# PPB evening 15/4



## Y-Knot (Sep 26, 2006)

thinking a fish tommorrow nite after work 'bout 5pm .. not sure where yet but l'll load up the yak tonight and sort the details later :wink:


----------



## squizzy (Mar 3, 2007)

Im going out tonite so cant make it, tried last nite very scary at suunyside in & out of the water :lol: If its too rough etc, keep me up to date with your plans would like to catch up for a fish & a paddle.


----------



## Tim (Nov 11, 2005)

No can do, but I'm thinking of an am tues fish, just dependant (as usual) on work.


----------



## Y-Knot (Sep 26, 2006)

Hiya Squizz ... i posted that last nite and put the wrong date up mate. Im actually loaded up for a yakfish tonight if your interested


----------



## squizzy (Mar 3, 2007)

Yeah i looked at when you posted and worked out it was monday. definately out for tonite. I put a breif run down of my trip last nite on a trip report by kevin. May try and squeeze a tuesday morning, but same as tim, all depends on work


----------



## Tim (Nov 11, 2005)

I'm looking at Gibbo's little patch of reef at the mo.










Not too far from my place, and a bit of my local water I haven't fished.

It's the southern end of Mt Martha Beach, the reef shouldn't be hard to locate, even for those poor sonarless fishos like myself.


----------



## Y-Knot (Sep 26, 2006)

g'day Tim ... at the bottom of the picture, is that the small headland we fish to the left of when at sunnyside???


----------



## Tim (Nov 11, 2005)

No, this is the south of Mt Martha, you're thinking Mt Eliza.

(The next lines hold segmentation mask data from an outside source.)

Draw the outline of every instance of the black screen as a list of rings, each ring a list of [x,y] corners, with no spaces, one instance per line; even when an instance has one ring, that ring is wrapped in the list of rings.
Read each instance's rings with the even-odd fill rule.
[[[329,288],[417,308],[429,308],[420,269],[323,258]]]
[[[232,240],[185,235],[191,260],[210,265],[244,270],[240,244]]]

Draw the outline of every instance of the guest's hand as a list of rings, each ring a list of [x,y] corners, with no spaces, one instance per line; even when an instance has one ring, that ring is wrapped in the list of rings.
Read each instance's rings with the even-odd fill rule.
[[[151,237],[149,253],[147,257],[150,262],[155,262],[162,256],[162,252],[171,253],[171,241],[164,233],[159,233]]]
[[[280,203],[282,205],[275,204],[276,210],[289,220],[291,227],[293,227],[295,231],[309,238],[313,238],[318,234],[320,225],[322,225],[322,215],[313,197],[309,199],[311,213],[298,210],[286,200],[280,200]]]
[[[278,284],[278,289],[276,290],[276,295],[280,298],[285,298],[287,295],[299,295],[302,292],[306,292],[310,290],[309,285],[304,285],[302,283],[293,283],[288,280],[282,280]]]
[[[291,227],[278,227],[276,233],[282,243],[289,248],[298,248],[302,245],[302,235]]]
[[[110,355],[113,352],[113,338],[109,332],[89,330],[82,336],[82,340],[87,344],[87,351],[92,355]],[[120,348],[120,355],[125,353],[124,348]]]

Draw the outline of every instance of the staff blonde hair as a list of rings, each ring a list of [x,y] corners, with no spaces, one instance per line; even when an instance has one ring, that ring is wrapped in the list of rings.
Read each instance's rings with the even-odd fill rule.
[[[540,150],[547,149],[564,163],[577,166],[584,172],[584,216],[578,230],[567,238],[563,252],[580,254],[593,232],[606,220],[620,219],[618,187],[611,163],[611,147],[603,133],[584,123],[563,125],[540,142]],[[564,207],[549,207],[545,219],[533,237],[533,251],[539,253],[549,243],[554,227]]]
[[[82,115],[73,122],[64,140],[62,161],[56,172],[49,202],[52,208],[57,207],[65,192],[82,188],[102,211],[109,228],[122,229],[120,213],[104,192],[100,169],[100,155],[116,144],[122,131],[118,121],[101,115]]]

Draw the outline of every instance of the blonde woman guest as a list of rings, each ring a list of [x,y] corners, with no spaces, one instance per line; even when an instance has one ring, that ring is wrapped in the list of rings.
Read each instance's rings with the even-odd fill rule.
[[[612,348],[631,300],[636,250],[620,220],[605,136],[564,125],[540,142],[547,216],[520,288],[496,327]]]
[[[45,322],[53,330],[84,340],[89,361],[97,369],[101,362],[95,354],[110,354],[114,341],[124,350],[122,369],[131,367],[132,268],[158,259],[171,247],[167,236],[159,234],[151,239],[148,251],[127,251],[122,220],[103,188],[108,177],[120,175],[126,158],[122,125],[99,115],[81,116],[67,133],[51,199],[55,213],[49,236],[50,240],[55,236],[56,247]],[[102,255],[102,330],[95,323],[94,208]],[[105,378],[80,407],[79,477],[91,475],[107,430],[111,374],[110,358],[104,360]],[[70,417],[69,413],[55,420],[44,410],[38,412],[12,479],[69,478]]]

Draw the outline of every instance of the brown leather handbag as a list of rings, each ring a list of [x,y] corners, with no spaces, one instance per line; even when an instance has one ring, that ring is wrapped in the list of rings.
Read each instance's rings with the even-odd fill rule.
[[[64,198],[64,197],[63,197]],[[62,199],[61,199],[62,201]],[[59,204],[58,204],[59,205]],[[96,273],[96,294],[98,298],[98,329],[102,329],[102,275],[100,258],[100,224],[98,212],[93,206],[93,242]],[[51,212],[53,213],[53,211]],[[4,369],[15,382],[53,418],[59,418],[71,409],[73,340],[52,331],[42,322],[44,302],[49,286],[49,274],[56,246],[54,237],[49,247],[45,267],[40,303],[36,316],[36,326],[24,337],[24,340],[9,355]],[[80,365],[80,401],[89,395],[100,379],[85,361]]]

~10-15 mins drive further south.


----------



## Tim (Nov 11, 2005)

Diagram


----------



## Y-Knot (Sep 26, 2006)

oh yep...cool. I will already be pushing for time after work tonight and dont think i can afford the extra 15-20minutes but happy to check it out another time, or Canadian bay even :wink:


----------



## PhilipL (Apr 15, 2006)

Where do you launch in Canadian Bay. Scott mentioned having to do a fair hike - is there somewhere closer??


----------